Il y a là une galerie de personnages haute en couleur. Touchants pour certains comme Irene ou ce vieux monsieur qui réconforte l'écrivain anéanti d'un maté, terrifiants pour d'autres comme Romero, le cacique local et ses nervis qui rappellent d'autres époques sombres de l'histoire nationale. Un concentré d'Argentine avec ses bolas et abrazos, embrassades viriles poitrine contre poitrine, que l'écrivain a bannies au profit d'une plus « civilisée » poignée de mains.
« Il n'y a pas de faits, il y a des interprétations »
Un théâtre argentin certes, mais au-delà une comédie humaine, car, comme le rappelle l'introduction du Nobel, une œuvre, même ancrée dans une réalité locale, « les récits intimes » d'une petite ville, transcende cette réalité pour embrasser « les plus grands thèmes universels », des passions humaines comme la jalousie ou la rancœur. Jubilatoire réflexion sur l'écriture aussi à laquelle se prête Daniel Mantovani dans des conférences devant un public qui s'amenuise au fil du film.

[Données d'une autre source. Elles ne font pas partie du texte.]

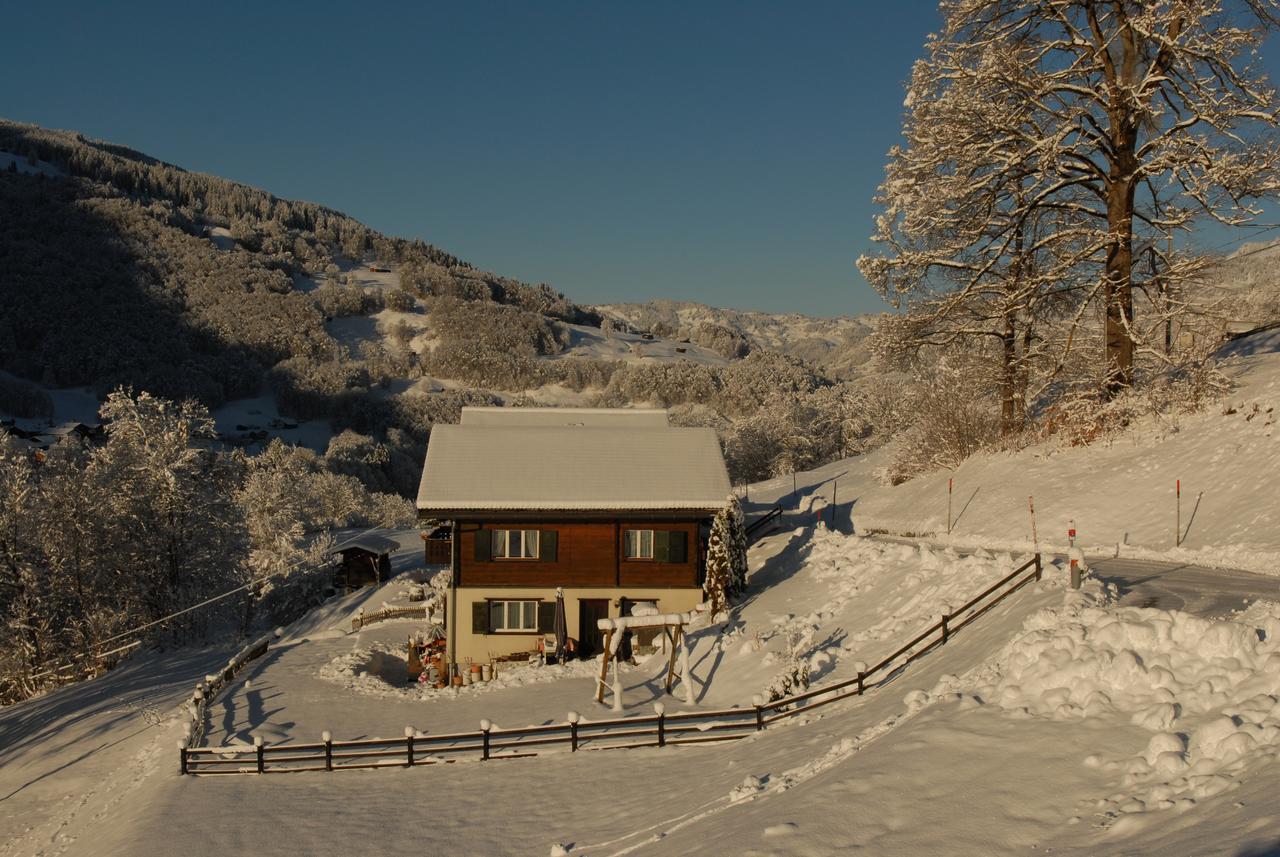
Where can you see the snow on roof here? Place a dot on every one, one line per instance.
(586, 462)
(373, 544)
(594, 417)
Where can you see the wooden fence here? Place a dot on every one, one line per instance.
(653, 731)
(414, 612)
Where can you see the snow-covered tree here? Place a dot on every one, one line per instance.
(737, 545)
(720, 574)
(177, 534)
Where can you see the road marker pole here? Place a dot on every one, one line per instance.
(950, 482)
(1031, 505)
(1178, 526)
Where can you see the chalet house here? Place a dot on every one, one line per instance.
(609, 504)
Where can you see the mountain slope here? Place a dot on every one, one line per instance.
(122, 270)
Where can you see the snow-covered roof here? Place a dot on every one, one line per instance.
(373, 544)
(594, 417)
(581, 459)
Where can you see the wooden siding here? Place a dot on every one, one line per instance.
(588, 554)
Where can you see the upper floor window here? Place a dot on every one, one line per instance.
(513, 615)
(515, 544)
(638, 544)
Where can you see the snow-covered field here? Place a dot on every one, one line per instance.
(1119, 494)
(1060, 722)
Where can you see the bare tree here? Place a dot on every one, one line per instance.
(1125, 122)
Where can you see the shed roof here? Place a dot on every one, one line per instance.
(576, 464)
(368, 542)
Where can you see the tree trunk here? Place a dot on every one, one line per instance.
(1009, 422)
(1120, 59)
(1118, 285)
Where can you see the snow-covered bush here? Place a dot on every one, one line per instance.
(952, 420)
(794, 677)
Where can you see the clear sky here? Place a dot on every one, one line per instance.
(723, 152)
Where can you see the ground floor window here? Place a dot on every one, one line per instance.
(513, 615)
(639, 544)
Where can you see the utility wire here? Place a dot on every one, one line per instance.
(197, 606)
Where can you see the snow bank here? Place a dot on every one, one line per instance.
(1206, 691)
(364, 672)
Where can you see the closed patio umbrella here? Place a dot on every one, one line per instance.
(561, 626)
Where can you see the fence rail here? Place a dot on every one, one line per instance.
(658, 729)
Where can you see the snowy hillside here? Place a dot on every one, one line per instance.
(1107, 728)
(1248, 278)
(830, 343)
(1120, 494)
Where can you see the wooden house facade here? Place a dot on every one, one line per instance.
(609, 505)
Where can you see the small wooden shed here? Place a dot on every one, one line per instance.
(365, 560)
(438, 545)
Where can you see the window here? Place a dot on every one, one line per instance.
(658, 545)
(639, 544)
(515, 544)
(513, 615)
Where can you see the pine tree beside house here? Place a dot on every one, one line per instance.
(720, 563)
(737, 545)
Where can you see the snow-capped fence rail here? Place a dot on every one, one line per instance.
(658, 729)
(208, 690)
(935, 635)
(416, 612)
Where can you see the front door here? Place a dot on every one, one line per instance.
(590, 638)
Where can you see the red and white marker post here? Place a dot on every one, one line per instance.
(1074, 555)
(1178, 525)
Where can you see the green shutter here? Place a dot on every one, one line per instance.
(662, 546)
(484, 545)
(679, 546)
(547, 545)
(545, 617)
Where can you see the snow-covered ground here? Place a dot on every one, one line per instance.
(592, 342)
(1119, 494)
(241, 417)
(8, 160)
(1060, 722)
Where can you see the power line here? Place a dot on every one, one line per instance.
(195, 606)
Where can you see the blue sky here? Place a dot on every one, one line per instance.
(723, 152)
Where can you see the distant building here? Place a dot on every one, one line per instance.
(609, 504)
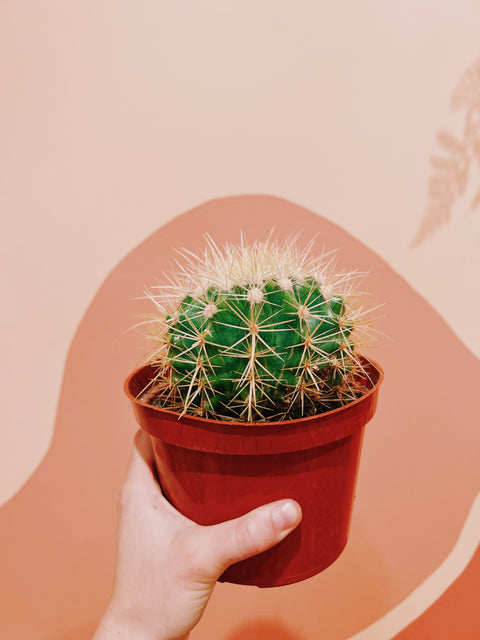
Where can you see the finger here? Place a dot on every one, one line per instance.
(223, 544)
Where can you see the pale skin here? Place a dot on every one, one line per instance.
(167, 565)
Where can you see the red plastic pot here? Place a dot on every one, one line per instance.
(213, 471)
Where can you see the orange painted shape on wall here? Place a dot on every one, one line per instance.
(456, 614)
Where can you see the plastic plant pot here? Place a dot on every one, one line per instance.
(213, 470)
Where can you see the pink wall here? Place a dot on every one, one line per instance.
(116, 119)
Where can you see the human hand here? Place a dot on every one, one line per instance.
(167, 565)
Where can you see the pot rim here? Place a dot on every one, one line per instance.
(254, 438)
(378, 376)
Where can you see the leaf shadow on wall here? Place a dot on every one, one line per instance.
(456, 159)
(262, 630)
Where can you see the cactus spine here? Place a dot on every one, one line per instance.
(257, 332)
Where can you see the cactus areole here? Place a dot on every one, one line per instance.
(255, 391)
(256, 333)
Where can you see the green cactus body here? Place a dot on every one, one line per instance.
(265, 346)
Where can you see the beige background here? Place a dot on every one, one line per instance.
(118, 116)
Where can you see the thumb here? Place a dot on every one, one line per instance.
(235, 540)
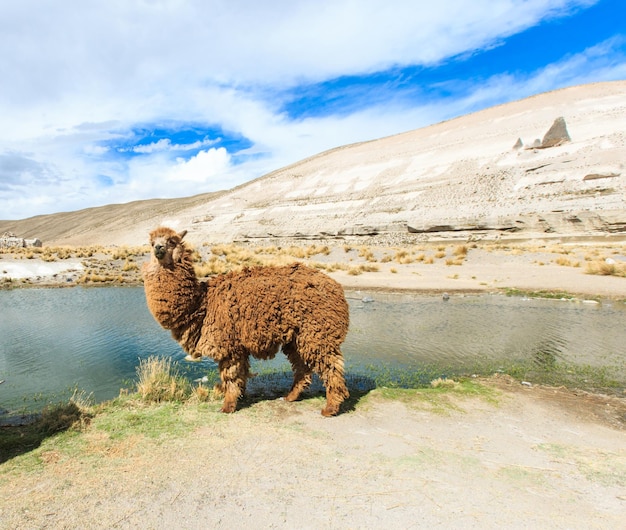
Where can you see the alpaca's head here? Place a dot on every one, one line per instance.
(167, 246)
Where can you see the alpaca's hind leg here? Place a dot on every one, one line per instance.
(302, 374)
(234, 373)
(331, 373)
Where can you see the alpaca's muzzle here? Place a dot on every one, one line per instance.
(159, 251)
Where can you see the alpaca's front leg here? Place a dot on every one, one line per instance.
(234, 374)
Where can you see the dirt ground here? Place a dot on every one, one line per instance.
(532, 458)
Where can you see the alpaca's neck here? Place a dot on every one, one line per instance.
(173, 294)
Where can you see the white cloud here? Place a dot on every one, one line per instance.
(202, 168)
(81, 73)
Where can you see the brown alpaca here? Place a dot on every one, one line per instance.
(252, 312)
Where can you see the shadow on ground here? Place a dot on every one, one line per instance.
(24, 434)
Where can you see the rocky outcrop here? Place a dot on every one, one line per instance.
(556, 135)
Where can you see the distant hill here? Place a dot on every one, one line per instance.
(504, 170)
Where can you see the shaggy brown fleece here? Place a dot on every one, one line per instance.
(252, 312)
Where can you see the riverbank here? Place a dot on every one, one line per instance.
(590, 269)
(492, 454)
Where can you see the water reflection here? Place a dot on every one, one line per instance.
(52, 340)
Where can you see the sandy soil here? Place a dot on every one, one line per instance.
(536, 458)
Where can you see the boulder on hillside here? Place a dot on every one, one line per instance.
(556, 135)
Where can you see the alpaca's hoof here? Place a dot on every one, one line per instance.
(228, 408)
(330, 411)
(292, 396)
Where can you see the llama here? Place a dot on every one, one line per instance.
(253, 312)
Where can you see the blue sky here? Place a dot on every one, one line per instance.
(108, 102)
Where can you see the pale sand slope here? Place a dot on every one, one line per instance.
(539, 458)
(463, 174)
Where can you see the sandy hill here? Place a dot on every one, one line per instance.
(490, 173)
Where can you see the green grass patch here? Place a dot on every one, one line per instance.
(550, 295)
(442, 396)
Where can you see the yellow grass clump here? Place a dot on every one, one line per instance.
(159, 381)
(606, 268)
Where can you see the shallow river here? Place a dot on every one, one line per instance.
(54, 340)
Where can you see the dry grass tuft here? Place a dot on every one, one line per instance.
(443, 382)
(604, 268)
(159, 381)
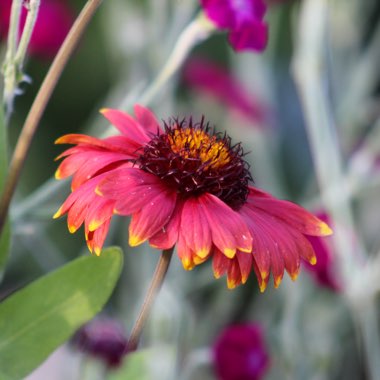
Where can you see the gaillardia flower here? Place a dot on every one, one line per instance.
(184, 185)
(243, 19)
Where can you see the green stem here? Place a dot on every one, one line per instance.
(155, 285)
(31, 19)
(14, 24)
(40, 102)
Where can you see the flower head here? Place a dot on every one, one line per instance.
(184, 185)
(240, 353)
(243, 19)
(103, 339)
(53, 23)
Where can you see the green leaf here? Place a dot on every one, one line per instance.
(5, 235)
(37, 319)
(5, 239)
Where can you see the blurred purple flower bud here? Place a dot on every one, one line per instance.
(240, 353)
(53, 23)
(103, 339)
(211, 79)
(243, 19)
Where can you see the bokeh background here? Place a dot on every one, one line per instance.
(324, 325)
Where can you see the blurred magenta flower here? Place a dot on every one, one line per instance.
(53, 23)
(243, 19)
(239, 353)
(212, 79)
(323, 271)
(103, 339)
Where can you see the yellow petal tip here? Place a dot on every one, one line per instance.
(72, 228)
(313, 260)
(58, 213)
(187, 264)
(229, 252)
(135, 240)
(231, 284)
(325, 229)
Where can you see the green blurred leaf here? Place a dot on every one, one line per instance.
(5, 235)
(4, 248)
(43, 315)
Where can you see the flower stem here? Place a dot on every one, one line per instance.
(8, 68)
(31, 19)
(155, 285)
(39, 105)
(14, 60)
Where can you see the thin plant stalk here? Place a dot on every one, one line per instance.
(31, 124)
(155, 285)
(308, 71)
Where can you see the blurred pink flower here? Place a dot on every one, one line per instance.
(243, 19)
(323, 271)
(211, 79)
(53, 23)
(103, 339)
(240, 353)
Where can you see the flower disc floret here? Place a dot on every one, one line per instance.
(192, 160)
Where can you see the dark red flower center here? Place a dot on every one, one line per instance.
(194, 161)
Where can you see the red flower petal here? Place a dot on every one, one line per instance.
(245, 261)
(220, 263)
(98, 213)
(289, 212)
(147, 119)
(168, 235)
(95, 239)
(131, 188)
(195, 228)
(185, 253)
(229, 231)
(152, 217)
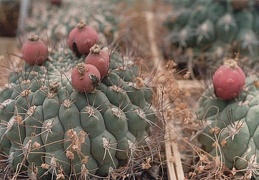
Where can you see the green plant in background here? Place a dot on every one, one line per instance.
(49, 129)
(231, 120)
(212, 29)
(55, 22)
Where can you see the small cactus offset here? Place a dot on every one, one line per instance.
(213, 29)
(231, 122)
(64, 118)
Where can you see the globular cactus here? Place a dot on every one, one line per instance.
(213, 29)
(232, 127)
(49, 129)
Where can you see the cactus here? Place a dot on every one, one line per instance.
(212, 29)
(55, 22)
(34, 51)
(231, 127)
(50, 129)
(228, 80)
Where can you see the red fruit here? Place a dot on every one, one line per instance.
(228, 80)
(99, 58)
(82, 38)
(85, 77)
(34, 51)
(56, 2)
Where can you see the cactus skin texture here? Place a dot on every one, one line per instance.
(228, 80)
(49, 129)
(232, 127)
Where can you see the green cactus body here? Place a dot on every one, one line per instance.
(231, 127)
(56, 22)
(51, 130)
(205, 24)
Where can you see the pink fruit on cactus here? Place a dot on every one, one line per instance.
(82, 38)
(85, 77)
(56, 2)
(34, 51)
(99, 58)
(228, 80)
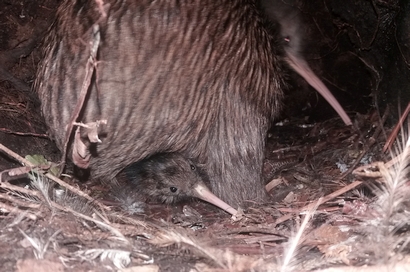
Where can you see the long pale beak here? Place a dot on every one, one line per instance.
(203, 193)
(304, 70)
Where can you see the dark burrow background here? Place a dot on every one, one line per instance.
(360, 49)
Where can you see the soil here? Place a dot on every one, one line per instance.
(332, 195)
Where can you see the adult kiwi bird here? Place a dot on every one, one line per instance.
(203, 78)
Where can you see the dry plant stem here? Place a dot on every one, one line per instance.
(297, 239)
(370, 143)
(5, 130)
(361, 171)
(16, 210)
(53, 178)
(89, 70)
(20, 202)
(83, 216)
(11, 187)
(331, 196)
(396, 129)
(319, 202)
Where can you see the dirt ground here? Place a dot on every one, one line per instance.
(338, 201)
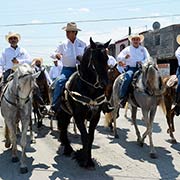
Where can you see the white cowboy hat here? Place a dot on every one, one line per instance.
(178, 39)
(141, 37)
(37, 59)
(12, 34)
(71, 27)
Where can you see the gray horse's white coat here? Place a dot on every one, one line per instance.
(16, 105)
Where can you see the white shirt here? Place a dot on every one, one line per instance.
(111, 61)
(45, 72)
(55, 71)
(136, 54)
(9, 53)
(70, 51)
(177, 54)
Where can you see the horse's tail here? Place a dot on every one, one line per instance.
(161, 103)
(108, 119)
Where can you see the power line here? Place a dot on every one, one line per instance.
(91, 20)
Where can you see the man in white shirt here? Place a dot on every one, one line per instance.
(132, 56)
(56, 69)
(67, 52)
(13, 55)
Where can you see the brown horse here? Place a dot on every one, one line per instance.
(41, 98)
(170, 83)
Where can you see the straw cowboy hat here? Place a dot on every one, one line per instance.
(37, 59)
(12, 34)
(178, 39)
(71, 27)
(141, 37)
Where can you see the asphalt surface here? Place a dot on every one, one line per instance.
(115, 159)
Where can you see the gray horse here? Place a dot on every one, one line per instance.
(146, 94)
(16, 105)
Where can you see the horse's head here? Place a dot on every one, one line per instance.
(24, 81)
(93, 66)
(151, 78)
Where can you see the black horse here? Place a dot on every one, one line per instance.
(83, 99)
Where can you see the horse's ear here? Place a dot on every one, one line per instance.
(92, 43)
(107, 44)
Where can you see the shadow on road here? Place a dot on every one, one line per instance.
(66, 167)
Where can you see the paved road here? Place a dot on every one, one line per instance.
(115, 159)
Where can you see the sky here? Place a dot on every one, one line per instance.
(40, 22)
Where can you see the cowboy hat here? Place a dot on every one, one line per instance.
(37, 59)
(12, 34)
(141, 37)
(178, 39)
(71, 27)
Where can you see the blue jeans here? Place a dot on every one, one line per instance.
(127, 81)
(178, 76)
(60, 83)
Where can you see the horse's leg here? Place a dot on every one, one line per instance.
(170, 119)
(126, 110)
(83, 156)
(133, 116)
(7, 138)
(149, 123)
(114, 113)
(63, 122)
(25, 124)
(31, 132)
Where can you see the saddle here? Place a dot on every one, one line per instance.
(172, 81)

Mais à trop fouiller l'intimité d'une ville, on se fait des ennemis d'autant qu'il n'est pas toujours facile d'expliquer où s'arrête la réalité et où commence la fiction ! Et d'ailleurs, le spectateur se laisse prendre à ce jeu, dans ce film organisé en chapitres, comme un roman, où le héros, notre écrivain, est lui-même un personnage. D'ailleurs pour parachever l'œuvre, ne devra-t-il pas mettre en scène sa propre mort ? « La mort, et tout s'aplatit et s'ordonne ». Mais la réalité n'existe pas, il n'y a que des interprétations.